Still on the subject of bird senses in my recent blog Homing Instinct in Birds – How do they do it? this follows a White-tailed Eagle’s spotting success as it is launched from the top of the Burj Khalifa, at 830m (2,722ft) the world’s tallest man-made construction. The bird astonishingly sees her/his handler and makes straight for him. We see this from a camera mounted on the birds back. The last part as the bird dives the last few hundred metres is wonderful.
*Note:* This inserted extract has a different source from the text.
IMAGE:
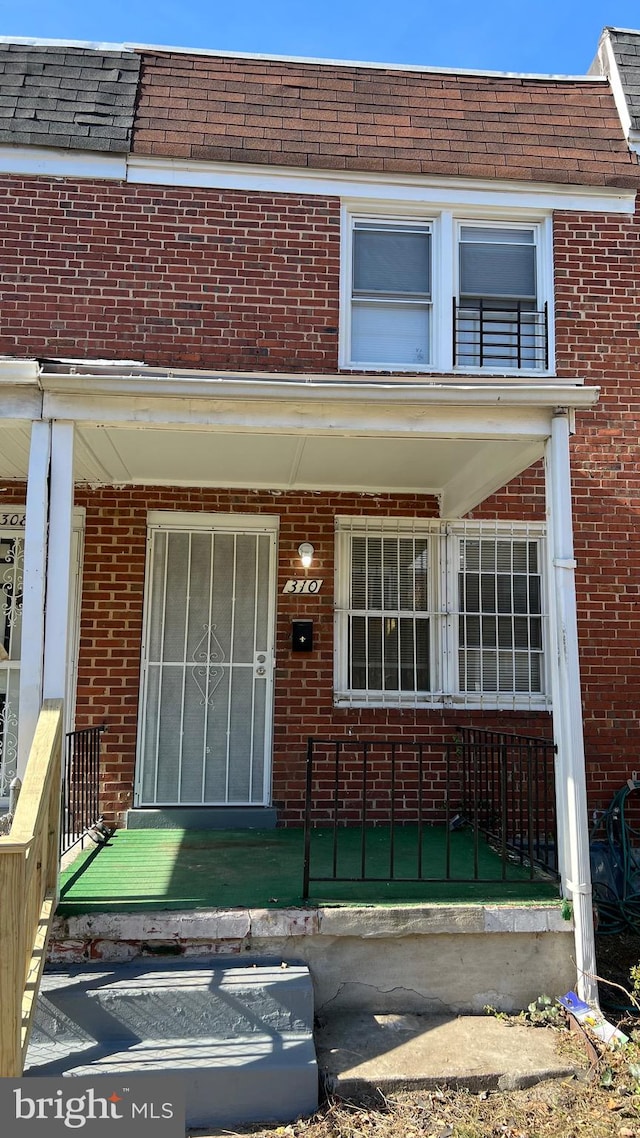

I found this, courtesy of a friend in British Columbia, at http://www.flixxy.com/world-record-eagle-flight-from-worlds-tallest-building.htm?utm_source=nl at Flixxy.com
The caption reads:
An imperial eagle named Darshan captured phenomenal views of the capital of the United Arab Emirates while taking cues from his trainer on the ground. The eagle flight was arranged by the nature conservation group Freedom Conservation with the purpose of drawing attention to eagle conservation. This white-tailed eagle has been critically endangered for the last 50 years. With a height of 2,722 feet (830 m), the Burj Khalifa in Dubai, United Arab Emirates is currently the world’s tallest building. A bird’s eye view is the view of one who is so high up as to not focus on the petty or ugly details of the world. This eagle sees all the way that it should be seen, as perfectly beautiful. Camera: Sony ActionCam Mini
The last two sentences could be re-drafted, but the message is clear. Interested though that the caption claims that the White-tailed Eagle (the video doesn’t show it clearly but it certainly looks like a White-tailed Eagle) is critically endangered. According to Wikipedia, always a good conservation status source, the White-tailed Eagle is ‘Least Concern’. Maybe in some parts of the world it is critically endangered but certainly not in my patch in winter, see pix below taken in November 2015 near Almaty in Kazakhstan. Over two hundred birds in the area that day. OK, I know, I’m just lucky!
That’s not to say that these exceptional raptors, and all others, shouldn’t be protected. They most definitely should be protected and cherished. Always a thrill to watch these huge raptors.